Django Project 2
- Contextual advertising is a technology that finds our relevant ads from a given blog article to maximise a blog or websites revenue.
- Contextual advertising is the reason why you see an ad for nike shoes on a fitness related article.
- In this project I have build a contextual advertising platform which reads data from any blog who's URL we pass in, find relevant keywords on that blog and find ads which are relevant to them and all of this is done automatically.
- First we create a basic Django app that could accept a blog URL, then read all the data on that blog page using the requests library and parse the data using BeautifulSoup.
- We then feed the parsed data to the rake library which then finds the most relevant and prominent keywords in that blog article and save them.
- These relevant keywords are then matched with the ads present in our database and gives us back the ads which are most relevant to the blog post.
- Also using Tailwind to style up the web app.
- Python : Programming language.
- Django : For web app.
- Requests: For making HTTP request to blog pages.
- BeautifulSoup: To parse webpages
- RakeNLTK : To find relevant keywords
- Python x.x < 3.9
- Django
pip install django==3.2
- requests (Python library for making HTTP requests)
pip install requests
- BeautifulSoup (Python library for for extracting data from HTML and XML documents. beautifulsoup 4 is the lastest version)
pip install beautifulsoup4
- RAKE --Rapid Automatic Keyword Extraction (Its is an NLP tool), RAKE is implemented in the Python Natural Language Toolkit (NLTK) library.
pip install rake-nltk
- Node.js (In order to set-up and install Tailwind), NPM for tailwind --> a) https://nodejs.org/en/ (download the LTS version), after installsation check if it is installed by running command (node --version) --> b) tailwind
npm install tailwindcss@2.2.16
- Homepage
- Providing a link for demo and clicking on sumbit.
- Relevant keywords are then matched with the ads present in our database and gives us back the ads which are most relevant to the blog post.
- requests is a Python library for making HTTP requests.

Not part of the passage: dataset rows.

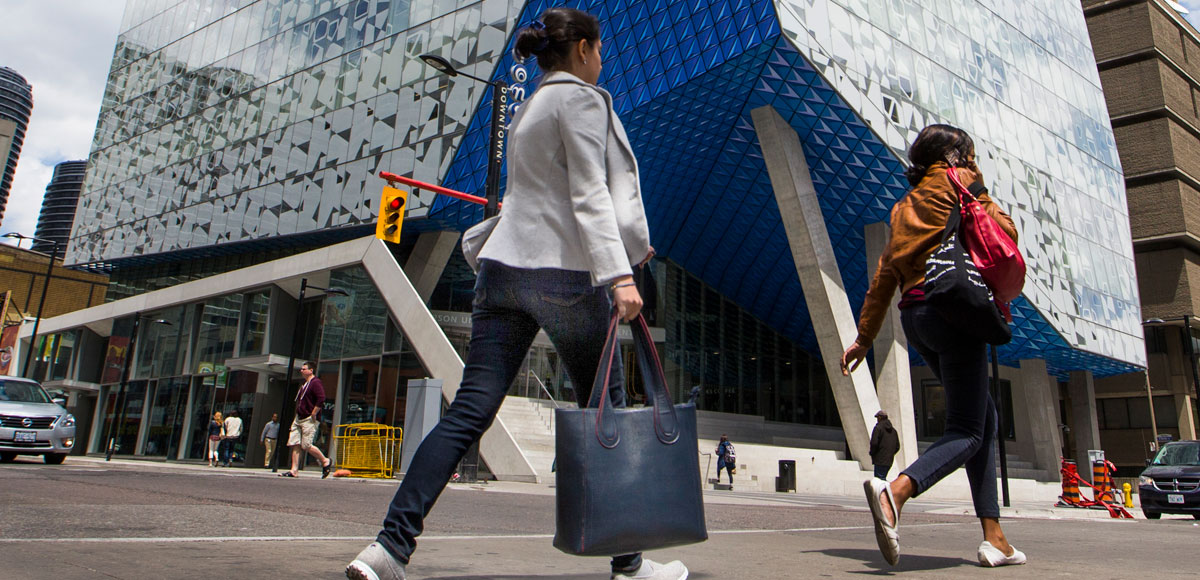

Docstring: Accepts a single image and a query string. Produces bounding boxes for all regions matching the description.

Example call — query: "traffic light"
[376,186,408,244]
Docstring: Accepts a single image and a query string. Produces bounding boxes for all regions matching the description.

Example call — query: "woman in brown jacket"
[841,125,1025,567]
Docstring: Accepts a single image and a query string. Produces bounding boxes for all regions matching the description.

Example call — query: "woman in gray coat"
[346,8,688,580]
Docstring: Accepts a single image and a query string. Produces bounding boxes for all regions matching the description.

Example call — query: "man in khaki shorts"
[280,363,334,479]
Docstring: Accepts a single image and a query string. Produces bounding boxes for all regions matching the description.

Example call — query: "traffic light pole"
[484,80,509,220]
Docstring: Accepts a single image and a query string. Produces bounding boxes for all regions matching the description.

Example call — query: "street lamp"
[271,277,350,473]
[421,54,509,220]
[104,312,174,461]
[4,232,59,378]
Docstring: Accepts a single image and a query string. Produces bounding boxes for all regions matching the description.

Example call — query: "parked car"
[1138,441,1200,520]
[0,377,74,465]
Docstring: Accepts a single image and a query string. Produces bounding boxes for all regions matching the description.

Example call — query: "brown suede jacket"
[858,162,1016,347]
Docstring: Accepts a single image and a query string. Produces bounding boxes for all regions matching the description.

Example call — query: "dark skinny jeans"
[378,261,642,572]
[900,303,1000,518]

It provides a simple and easy-to-use interface for sending HTTP requests and receiving HTTP responses.
- With requests, you can send various types of HTTP requests, including GET, POST, PUT, DELETE, and more.
- We can also send requests with different HTTP headers and parameters, and you can handle responses with different HTTP status codes.

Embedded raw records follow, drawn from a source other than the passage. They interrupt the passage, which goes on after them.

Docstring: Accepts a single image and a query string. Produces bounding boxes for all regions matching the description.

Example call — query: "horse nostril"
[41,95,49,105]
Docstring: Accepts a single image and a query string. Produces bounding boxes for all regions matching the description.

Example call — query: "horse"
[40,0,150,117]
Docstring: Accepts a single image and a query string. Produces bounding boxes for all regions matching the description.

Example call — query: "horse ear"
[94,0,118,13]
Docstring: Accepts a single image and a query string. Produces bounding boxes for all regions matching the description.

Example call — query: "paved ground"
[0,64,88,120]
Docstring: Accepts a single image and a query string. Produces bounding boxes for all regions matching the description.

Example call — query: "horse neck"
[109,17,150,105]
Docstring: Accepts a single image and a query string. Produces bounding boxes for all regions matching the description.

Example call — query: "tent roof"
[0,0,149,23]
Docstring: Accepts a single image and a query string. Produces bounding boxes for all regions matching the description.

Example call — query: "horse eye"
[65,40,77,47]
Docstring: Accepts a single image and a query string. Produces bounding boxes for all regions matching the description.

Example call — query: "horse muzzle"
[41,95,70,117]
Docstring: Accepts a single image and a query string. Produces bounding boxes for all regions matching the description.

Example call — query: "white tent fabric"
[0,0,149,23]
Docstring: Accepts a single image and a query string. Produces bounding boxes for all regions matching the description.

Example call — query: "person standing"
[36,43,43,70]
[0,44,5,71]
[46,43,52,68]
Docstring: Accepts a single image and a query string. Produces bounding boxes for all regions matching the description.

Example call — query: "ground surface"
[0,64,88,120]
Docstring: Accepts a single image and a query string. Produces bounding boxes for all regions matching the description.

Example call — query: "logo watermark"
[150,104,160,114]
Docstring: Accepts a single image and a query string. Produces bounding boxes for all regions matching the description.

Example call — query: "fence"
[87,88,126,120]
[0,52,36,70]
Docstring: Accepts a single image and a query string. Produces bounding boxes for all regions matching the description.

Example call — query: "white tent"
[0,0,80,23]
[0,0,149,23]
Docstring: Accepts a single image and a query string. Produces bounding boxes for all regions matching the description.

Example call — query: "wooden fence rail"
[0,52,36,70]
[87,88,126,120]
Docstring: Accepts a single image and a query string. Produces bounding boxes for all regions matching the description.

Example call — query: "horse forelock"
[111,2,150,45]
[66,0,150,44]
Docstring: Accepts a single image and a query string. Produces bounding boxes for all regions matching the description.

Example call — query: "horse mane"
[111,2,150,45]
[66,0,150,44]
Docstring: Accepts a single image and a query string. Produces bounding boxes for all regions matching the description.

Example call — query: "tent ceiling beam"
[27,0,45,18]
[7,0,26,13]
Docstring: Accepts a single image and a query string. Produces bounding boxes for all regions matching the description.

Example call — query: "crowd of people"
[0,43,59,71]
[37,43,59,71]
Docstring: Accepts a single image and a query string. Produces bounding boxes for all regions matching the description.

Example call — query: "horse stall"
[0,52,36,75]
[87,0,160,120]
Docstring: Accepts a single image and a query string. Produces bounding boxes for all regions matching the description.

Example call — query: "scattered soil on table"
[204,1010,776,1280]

- Beautiful Soup is a Python library for extracting data from HTML and XML documents.
- It provides a simple and efficient way to parse and navigate documents, and to extract data from them.

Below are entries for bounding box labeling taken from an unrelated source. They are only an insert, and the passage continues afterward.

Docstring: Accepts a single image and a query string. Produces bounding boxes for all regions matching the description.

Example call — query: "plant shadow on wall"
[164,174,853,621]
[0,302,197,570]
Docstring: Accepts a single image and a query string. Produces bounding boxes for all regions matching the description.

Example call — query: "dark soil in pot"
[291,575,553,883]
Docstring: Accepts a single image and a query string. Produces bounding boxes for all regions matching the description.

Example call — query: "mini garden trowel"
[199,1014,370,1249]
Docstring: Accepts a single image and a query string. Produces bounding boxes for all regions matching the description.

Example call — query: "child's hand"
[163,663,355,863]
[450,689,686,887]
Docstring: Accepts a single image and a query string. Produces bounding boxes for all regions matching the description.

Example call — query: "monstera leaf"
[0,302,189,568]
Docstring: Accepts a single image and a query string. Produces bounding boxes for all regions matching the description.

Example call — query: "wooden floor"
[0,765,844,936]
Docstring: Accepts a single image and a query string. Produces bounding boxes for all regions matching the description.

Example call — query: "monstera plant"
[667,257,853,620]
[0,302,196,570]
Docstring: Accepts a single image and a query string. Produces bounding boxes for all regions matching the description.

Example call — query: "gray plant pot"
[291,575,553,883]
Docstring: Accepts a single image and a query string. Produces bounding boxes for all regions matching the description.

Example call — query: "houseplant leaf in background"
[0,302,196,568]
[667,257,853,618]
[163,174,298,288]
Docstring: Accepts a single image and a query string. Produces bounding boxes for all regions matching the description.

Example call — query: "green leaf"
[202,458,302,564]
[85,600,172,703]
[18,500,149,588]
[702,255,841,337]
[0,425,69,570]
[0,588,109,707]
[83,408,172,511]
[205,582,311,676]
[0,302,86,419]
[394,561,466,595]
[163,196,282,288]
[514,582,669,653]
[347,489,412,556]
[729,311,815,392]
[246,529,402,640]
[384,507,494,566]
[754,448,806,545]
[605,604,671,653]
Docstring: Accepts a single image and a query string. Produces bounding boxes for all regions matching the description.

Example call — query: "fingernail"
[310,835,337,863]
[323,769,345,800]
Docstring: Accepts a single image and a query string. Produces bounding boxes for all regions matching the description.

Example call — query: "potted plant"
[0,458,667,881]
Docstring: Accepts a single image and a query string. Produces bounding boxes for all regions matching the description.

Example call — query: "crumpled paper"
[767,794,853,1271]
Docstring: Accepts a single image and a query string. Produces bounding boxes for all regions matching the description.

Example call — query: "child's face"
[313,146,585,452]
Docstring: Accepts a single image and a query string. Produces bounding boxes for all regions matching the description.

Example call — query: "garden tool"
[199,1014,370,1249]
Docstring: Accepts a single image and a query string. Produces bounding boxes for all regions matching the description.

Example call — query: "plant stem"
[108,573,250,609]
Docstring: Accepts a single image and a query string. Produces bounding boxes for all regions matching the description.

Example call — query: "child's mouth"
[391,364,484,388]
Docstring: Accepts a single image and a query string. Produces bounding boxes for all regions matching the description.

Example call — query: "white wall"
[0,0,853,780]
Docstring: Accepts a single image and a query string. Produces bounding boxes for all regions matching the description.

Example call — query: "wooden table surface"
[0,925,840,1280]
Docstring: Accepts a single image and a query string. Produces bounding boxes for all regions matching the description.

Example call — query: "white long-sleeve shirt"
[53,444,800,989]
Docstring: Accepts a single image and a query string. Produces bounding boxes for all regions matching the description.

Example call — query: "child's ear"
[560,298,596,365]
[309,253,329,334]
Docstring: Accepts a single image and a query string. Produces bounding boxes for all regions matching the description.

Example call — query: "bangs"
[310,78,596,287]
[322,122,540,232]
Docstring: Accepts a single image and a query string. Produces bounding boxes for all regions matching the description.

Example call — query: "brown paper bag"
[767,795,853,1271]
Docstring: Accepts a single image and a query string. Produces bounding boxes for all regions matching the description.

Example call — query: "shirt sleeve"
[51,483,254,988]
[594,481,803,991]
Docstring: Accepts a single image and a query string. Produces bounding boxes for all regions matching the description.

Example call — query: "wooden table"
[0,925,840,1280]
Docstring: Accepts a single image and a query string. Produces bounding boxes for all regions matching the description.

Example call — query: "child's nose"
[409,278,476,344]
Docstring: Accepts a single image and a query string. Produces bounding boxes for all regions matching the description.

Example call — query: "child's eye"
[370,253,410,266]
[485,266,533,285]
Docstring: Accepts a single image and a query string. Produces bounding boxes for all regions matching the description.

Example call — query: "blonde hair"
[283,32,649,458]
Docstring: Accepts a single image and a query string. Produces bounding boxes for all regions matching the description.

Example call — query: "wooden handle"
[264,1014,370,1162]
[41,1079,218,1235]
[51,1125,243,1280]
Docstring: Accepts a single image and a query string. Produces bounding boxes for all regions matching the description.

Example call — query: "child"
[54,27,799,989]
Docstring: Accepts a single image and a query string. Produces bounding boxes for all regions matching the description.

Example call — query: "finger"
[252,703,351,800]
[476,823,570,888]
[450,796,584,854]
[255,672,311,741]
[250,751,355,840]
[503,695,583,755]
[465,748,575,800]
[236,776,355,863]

- Beautiful Soup converts an HTML or XML document into a tree-like structure, with each element in the document represented as a node in the tree.
- We can use the various methods provided by Beautiful Soup to navigate and search the tree, extract data, and modify the document.
Some of the features of Beautiful Soup include:
--> Support for parsing HTML and XML documents.
--> Support for searching and navigating the document tree using various search criteria.
--> Support for extracting data from the document using tag names, attribute values, and CSS classes.
--> Support for modifying the document tree and writing the modified document back to a file.
- Important function of BeautifulSoup library used in the project
-
find_all()
--> The find_all() function is a method of the BeautifulSoup object that allows you to search for all occurrences of a particular HTML or XML element in the document.
--> It returns a list of elements that match the search criteria. -
get_text()
--> The get_text() method is a method of the Tag object in Beautiful Soup that allows you to extract the text contents of the tag.
--> It returns a string containing the text of the tag, including any text contained within child tags.
- RAKE is a natural language processing (NLP) tool that is used to extract keywords and phrases from a text document.
- It is based on the idea of identifying candidate keywords by analyzing the co-occurrence of words in the document and scoring them based on their frequency and distinctiveness.
- RAKE is implemented in the Python Natural Language Toolkit (NLTK) library.
- To use RAKE in a Python project, you will need to install the NLTK library and import the RAKE module.